Sinha’s company decided to create an app that will bridge the gap between the company and the customer or the plumber who can use this to his benefit. The idea was to create a brand image and create trust between the end user and corporate.
Gandhi believes there is much gap between the institutions and the corporate world. “We have created centres of excellence where we are creating model labs and students can undergo new technology trainings. We offer soft skill trainings too. The other challenge is dealers and we train them too. We also bring students from different universities to our factory and train them,” he said.
Dayal said that what matters to shop floor employees most is earning a decent salary and perks, while being able to maintain work life balance. Considering that Maruti Suzuki has new models coming up on a regular basis, it is imperative that it starts customer education training. “We often notice that there is a high turnover of workers and find it even more important to train them so that they stay longer with us. We support our dealers as well with adequate training,” he added.

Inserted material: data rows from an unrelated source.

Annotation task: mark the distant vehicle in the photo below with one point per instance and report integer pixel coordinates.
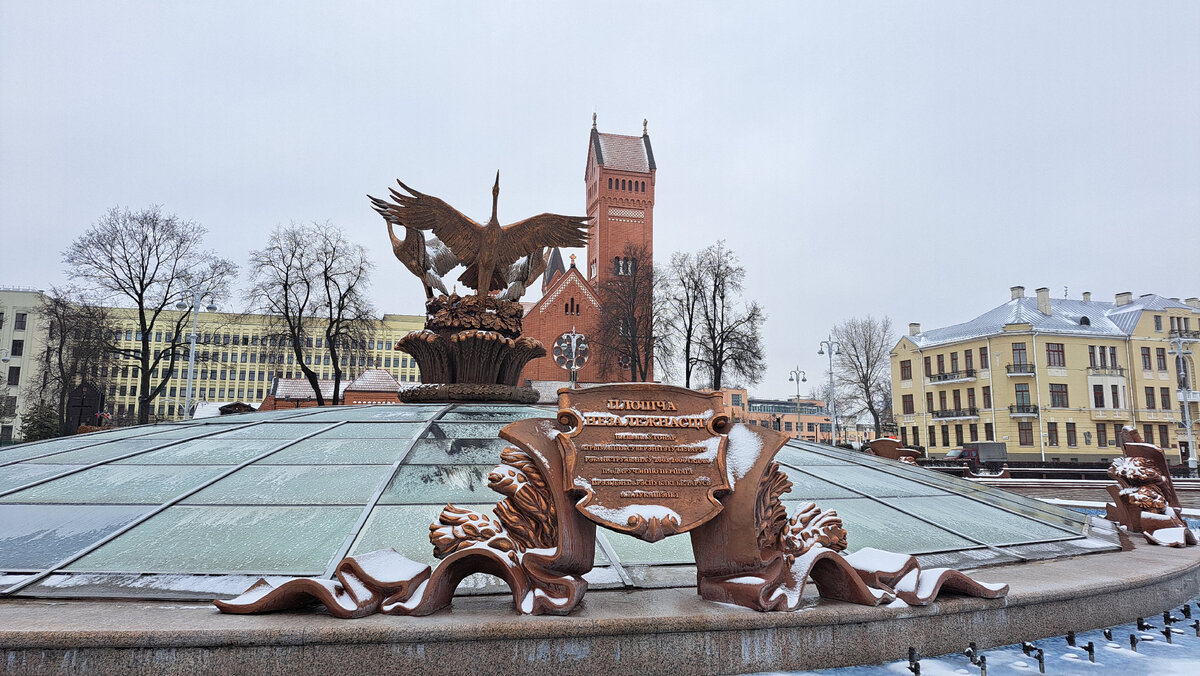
(993, 454)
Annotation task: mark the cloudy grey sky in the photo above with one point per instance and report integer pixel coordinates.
(903, 159)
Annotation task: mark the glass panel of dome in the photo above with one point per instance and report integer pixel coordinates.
(376, 413)
(439, 484)
(34, 537)
(295, 484)
(803, 458)
(119, 484)
(630, 550)
(203, 452)
(461, 452)
(981, 521)
(873, 524)
(273, 431)
(463, 430)
(287, 540)
(101, 453)
(406, 528)
(25, 472)
(807, 486)
(322, 450)
(870, 482)
(373, 431)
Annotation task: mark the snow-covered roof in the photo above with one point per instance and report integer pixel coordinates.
(1066, 317)
(373, 380)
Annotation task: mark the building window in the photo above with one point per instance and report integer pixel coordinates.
(1025, 432)
(1023, 394)
(1019, 356)
(1055, 354)
(1059, 395)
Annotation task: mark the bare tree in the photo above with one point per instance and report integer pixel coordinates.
(863, 370)
(77, 348)
(683, 289)
(729, 338)
(150, 259)
(628, 335)
(312, 281)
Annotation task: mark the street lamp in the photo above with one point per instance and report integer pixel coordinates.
(197, 298)
(833, 348)
(1180, 344)
(799, 377)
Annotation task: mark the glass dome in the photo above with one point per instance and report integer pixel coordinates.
(207, 507)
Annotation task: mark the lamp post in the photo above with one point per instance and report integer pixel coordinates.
(1181, 341)
(799, 377)
(197, 298)
(833, 348)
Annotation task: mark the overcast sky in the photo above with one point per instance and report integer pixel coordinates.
(904, 159)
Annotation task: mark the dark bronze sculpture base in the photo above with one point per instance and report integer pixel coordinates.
(471, 350)
(467, 392)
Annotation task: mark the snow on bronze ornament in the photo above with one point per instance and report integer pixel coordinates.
(642, 459)
(1145, 500)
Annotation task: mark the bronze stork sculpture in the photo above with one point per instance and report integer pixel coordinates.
(429, 259)
(487, 251)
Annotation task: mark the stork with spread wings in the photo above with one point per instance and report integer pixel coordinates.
(487, 251)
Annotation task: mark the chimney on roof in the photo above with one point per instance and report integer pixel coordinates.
(1044, 300)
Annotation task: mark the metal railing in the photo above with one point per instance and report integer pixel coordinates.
(953, 376)
(970, 412)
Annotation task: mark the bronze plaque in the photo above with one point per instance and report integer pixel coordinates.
(648, 459)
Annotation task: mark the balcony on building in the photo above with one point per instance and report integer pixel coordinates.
(952, 413)
(961, 376)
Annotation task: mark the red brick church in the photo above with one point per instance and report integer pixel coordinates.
(619, 184)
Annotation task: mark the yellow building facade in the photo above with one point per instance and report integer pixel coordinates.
(1054, 378)
(237, 358)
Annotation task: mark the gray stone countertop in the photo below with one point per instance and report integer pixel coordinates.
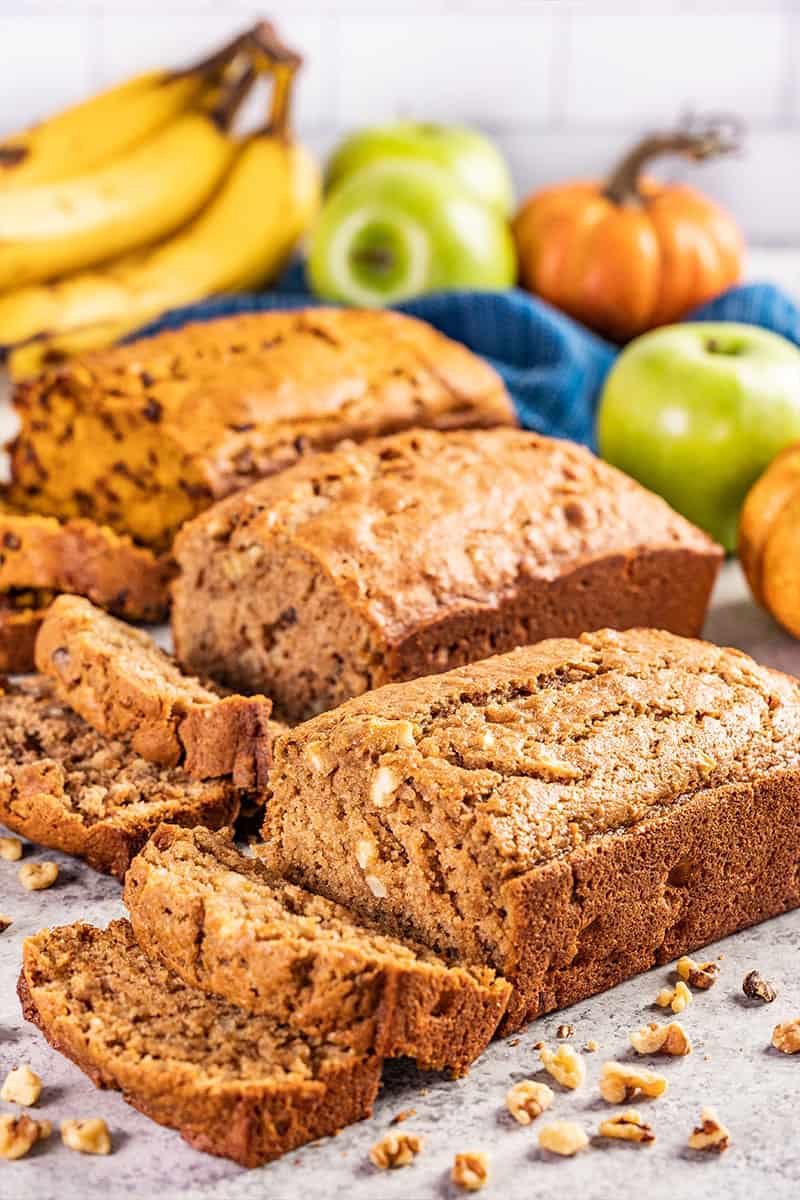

Sharma of Barco added that in his company re-skilling plays a more important role than mere training. “Our talent and skill management are around two dimensions, one is engagement and second is enablement. We have our own universities which create internal modules for training. For the last 4-5 years, we have also been organising behavioural training. To break the monotony, we started job rotation,” he ended.
In keeping with tradition, the event also offered an opportunity to engineering college students from RV College of Engineering, Bengaluru. The bright youngsters are part of the Ashwa Racing Team and presented their innovative ideas to an attentive audience.
The event ended with BFW felicitating its six partners, while Sanjay Bhan, director, ITP Media (India) felicitated Raghavan and Praful Shende, chief sales & marketing officer, BFW.
Raghavan thanked the delegates for their patience and Bibhor Srivastava delivered the Vote of Thanks.